Até o momento, os ataques ao Líbano causaram mais de 700 mortes, de acordo com o Ministério da Saúde libanês, além de 250.000 pessoas terem sido deslocadas pelos bombardeios. Em suma, uma guerra total entre o Hezbollah e Israel parece ser mais uma questão de quando do que de se. Além disso, uma invasão do Líbano, como a que ocorreu em 2006, parece estar mais próxima agora. Nesse cenário, é válido questionar se tal ação desencadearia uma escalada que poderia levar a uma guerra geral no Oriente Médio. Um cenário que Joe Biden, o presidente dos EUA, declarou que deve ser evitado.
Risco de escalada
A morte de Nasrallah, líder do Hezbollah desde a década de 90, é um duro golpe para o grupo e para o Irã, em grande parte, devido aos laços estreitos que eles compartilham. Não está claro como o Irã e o Hezbollah responderão a essa ação, mas certamente o farão. Essa escalada acontece enquanto Israel enfrenta vários desafios internos, como as acusações de corrupção contra Netanyahu e os protestos dos judeus ortodoxos que são contra o alistamento obrigatório para toda a população. Além disso, o Hamas ainda mantém reféns e suas famílias israelenses acusam constantemente o governo de não fazer o suficiente para resgatá-los.
Para muitos, uma escalada progressiva beneficia Netanyahu, considerando o efeito de união em torno da bandeira que as guerras geralmente causam nos líderes. Em geral, até mesmo líderes impopulares aumentam seu apoio da população durante os conflitos, mas esse efeito não costuma ser duradouro e a guerra já dura quase um ano. Além disso, as guerras em Israel tendem a derrubar os primeiros-ministros após o conflito, como foi o caso de Golda Meir, que caiu após a guerra do Yom Kippur.
Entretanto, sabendo que cairá em breve, seja pelas acusações que enfrenta na justiça ou pelos resultados da guerra, Netanyahu pode aproveitar a oportunidade para fazer o que outros não fariam. Ou seja, Israel quer eliminar o Hamas e o Hezbollah e vê agora como o momento de fazer isso. Assim, ele seria um líder menos temeroso aos olhos do público e mais propenso a assumir riscos.

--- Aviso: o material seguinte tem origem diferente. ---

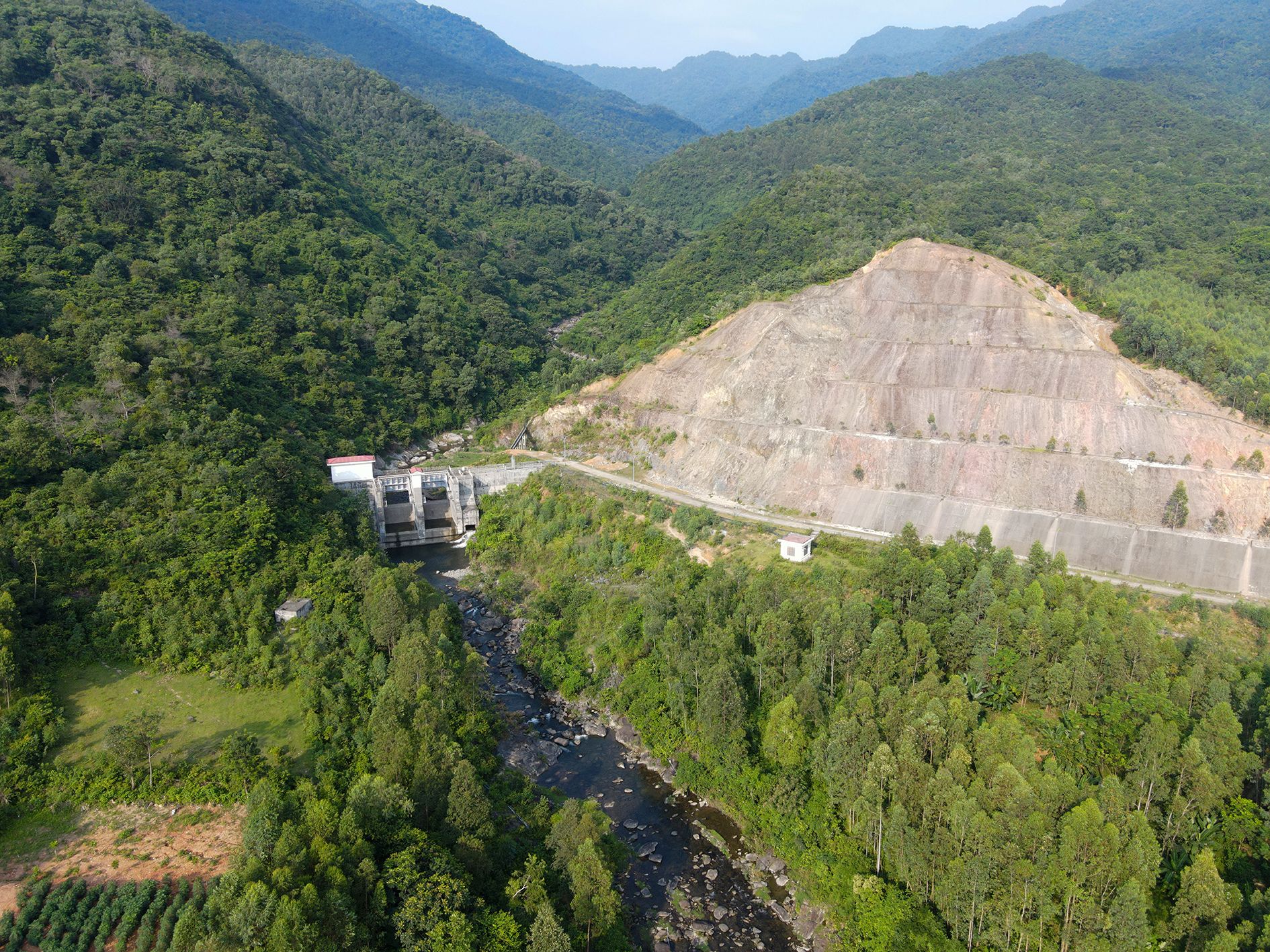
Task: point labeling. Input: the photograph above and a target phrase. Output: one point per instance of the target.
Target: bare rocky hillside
(944, 374)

A escalada já está acontecendo, a questão agora é até que ponto Israel e o Hezbollah estão dispostos a ir. Além disso, até que ponto os Estados Unidos e o Irã se envolverão. Referindo-se ao assassinato de Nasrallah, o embaixador iraniano no Líbano declarou em X: “Não há dúvida de que esse crime repreensível e o comportamento imprudente representam uma escalada séria que muda as regras do jogo e que seu autor será punido e disciplinado adequadamente”. Embora o Irã possa não estar propenso a entrar em guerra com Israel agora, ele certamente ajudará o Hezbollah na luta e, se o grupo entrar em colapso, uma intervenção mais direta poderá ser desencadeada. Por outro lado, Israel pode estar tentando forçar a mão dos EUA com uma escalada. Sabendo que o país ajudaria seu principal aliado no Oriente Médio caso as coisas ficassem mais complicadas.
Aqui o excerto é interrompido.